Domenica 24 febbraio sono giunte nella parrocchia di San Rocco a Vallecrosia e il lunedì accolte con una breve ma sentita processione nella casa per anziani Villa Rachele.
Devo ammettere che la mia paura iniziale, fin dal primo giorno, si trasformava via via in una gioia “strana” che faceva scomparire le difficoltà tecniche, che prima mi parevano vere barriere architettoniche e insormontabili.
Inoltre i vari sacerdoti incontrati hanno dato una vera testimonianza di fede nelle loro omelie, mettendo in evidenza il valore della sofferenza voluto fortemente da mons. Novarese.

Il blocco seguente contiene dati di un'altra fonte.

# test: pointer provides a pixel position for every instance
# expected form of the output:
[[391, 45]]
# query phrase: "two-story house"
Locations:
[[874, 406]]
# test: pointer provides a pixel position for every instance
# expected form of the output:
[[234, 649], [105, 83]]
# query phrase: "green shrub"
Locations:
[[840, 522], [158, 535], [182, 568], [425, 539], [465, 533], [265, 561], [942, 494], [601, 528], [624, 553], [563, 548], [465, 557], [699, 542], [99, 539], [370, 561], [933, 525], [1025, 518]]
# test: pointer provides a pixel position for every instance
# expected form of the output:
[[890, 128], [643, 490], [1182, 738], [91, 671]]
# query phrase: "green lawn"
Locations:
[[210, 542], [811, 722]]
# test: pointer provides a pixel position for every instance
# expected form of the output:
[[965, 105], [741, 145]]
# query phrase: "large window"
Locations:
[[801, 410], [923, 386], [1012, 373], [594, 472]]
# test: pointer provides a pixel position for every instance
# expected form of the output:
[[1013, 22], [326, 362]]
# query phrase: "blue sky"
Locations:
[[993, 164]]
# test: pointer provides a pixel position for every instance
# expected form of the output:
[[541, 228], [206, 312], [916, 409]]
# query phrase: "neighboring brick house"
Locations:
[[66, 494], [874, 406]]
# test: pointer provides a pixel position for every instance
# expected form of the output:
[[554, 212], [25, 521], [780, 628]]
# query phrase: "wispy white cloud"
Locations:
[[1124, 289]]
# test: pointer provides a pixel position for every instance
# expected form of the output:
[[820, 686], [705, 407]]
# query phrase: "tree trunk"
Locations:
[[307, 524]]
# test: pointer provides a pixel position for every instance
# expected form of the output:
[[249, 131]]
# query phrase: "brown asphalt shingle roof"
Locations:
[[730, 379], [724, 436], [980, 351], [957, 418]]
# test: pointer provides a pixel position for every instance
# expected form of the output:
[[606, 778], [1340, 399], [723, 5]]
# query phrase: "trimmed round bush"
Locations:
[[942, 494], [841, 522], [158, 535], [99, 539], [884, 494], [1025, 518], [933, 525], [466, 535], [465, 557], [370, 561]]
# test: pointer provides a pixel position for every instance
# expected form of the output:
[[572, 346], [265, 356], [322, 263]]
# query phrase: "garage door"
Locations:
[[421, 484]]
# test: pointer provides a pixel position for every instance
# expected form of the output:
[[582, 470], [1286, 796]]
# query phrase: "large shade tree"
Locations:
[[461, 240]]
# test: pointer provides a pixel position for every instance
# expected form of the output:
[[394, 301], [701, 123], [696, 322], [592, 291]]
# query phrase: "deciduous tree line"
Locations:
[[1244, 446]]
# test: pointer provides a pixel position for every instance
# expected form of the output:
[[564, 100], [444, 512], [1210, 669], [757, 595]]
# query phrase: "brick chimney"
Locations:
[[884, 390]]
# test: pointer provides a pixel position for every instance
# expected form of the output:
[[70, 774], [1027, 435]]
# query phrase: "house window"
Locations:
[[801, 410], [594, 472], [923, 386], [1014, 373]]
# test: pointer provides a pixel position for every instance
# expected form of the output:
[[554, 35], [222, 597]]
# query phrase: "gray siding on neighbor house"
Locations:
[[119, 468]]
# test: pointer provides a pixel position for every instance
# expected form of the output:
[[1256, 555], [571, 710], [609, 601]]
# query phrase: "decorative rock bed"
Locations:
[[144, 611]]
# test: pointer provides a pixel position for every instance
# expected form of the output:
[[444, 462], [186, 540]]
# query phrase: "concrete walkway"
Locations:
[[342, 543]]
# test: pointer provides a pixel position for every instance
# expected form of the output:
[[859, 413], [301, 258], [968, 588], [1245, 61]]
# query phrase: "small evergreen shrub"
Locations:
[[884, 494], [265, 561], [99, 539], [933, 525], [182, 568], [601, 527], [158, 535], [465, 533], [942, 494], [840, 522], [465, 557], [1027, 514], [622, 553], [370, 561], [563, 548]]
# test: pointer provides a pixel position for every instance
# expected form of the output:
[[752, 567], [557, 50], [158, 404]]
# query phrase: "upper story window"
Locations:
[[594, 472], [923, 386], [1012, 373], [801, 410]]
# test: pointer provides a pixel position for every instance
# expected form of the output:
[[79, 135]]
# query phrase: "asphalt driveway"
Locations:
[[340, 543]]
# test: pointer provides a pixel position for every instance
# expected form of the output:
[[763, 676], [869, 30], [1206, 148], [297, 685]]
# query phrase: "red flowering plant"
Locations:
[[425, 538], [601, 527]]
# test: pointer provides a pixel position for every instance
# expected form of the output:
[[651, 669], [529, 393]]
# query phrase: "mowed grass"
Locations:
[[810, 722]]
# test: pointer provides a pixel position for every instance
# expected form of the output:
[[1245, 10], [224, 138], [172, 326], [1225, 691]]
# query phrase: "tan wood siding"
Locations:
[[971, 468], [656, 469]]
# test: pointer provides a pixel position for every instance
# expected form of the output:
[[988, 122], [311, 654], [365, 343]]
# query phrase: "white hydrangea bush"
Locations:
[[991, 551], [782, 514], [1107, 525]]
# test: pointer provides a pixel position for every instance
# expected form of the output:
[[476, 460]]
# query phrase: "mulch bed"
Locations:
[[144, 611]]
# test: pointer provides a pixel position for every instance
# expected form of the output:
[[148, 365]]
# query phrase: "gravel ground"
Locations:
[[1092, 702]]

Le stampelle hanno poi proseguito per la parrocchia di Santa Maria Maddalena in Bordighera alta e il vicino Ricovero, sono quindi tornate a San Nicola dove anche qui sono state accolte nelle case dei sofferenti e case di riposo.
Domenica 3 marzo in forma solenne, ma in modo molto familiare, quasi con un abbraccio fraterno, sono giunte al Piccolo Cottolengo di Sanremo, dove il nostro vescovo Antonio ha voluto ricevere le stampelle di don Luigi, l’apostolo dei malati.
La settimana di Sanremo è stata intensa e molto sentita anche da chi non conosceva la figura del beato.
Due giorni nell’oratorio dell’Immacolata, al centro della città, vicino al Santissimo Sacramento e alla Vergine Maria, come chiedeva il beato Luigi Novarese.
Il mercoledì delle ceneri, prima nella casa di Maria Grazia e quindi accolte con vero entusiasmo dalla comunità parrocchiale del Borgo (Annunciazione) e dal nuovo parroco don Massimo, dove sono rimaste fino al giorno 8, visitando la casa di Luisa la nostra capogruppo, fedele e determinata nel cammino della sofferenza.
Questo percorso di fede si è concluso nel cuore della città vecchia, accolti da don Piero Rossi, che ben conosce la vita e la spiritualità di mons. Novarese e ce l’ha comunicato con affetto sincero.
In ogni celebrazione o momento di preghiera in presenza delle stampelle c’erano sempre fratelli provenienti da altre zone e spesso il nostro instancabile animatore dei Gruppi giovanni, oltre all’onnipresente Salva di nome e di fatto che ha “guidato” le stampelle nei luoghi più impensati, strade anguste dei piccoli borghi come Taggia e Bussana.
Sabato 9 marzo la teca con le stampelle è stata consegnata ai Responsabili della diocesi di Chiavari.
Le ritroveremo il 31 marzo al Santuario della Guardia a Genova.
E’ stato il modo migliore e veramente “trascinante” per entrare nel cammino quaresimale.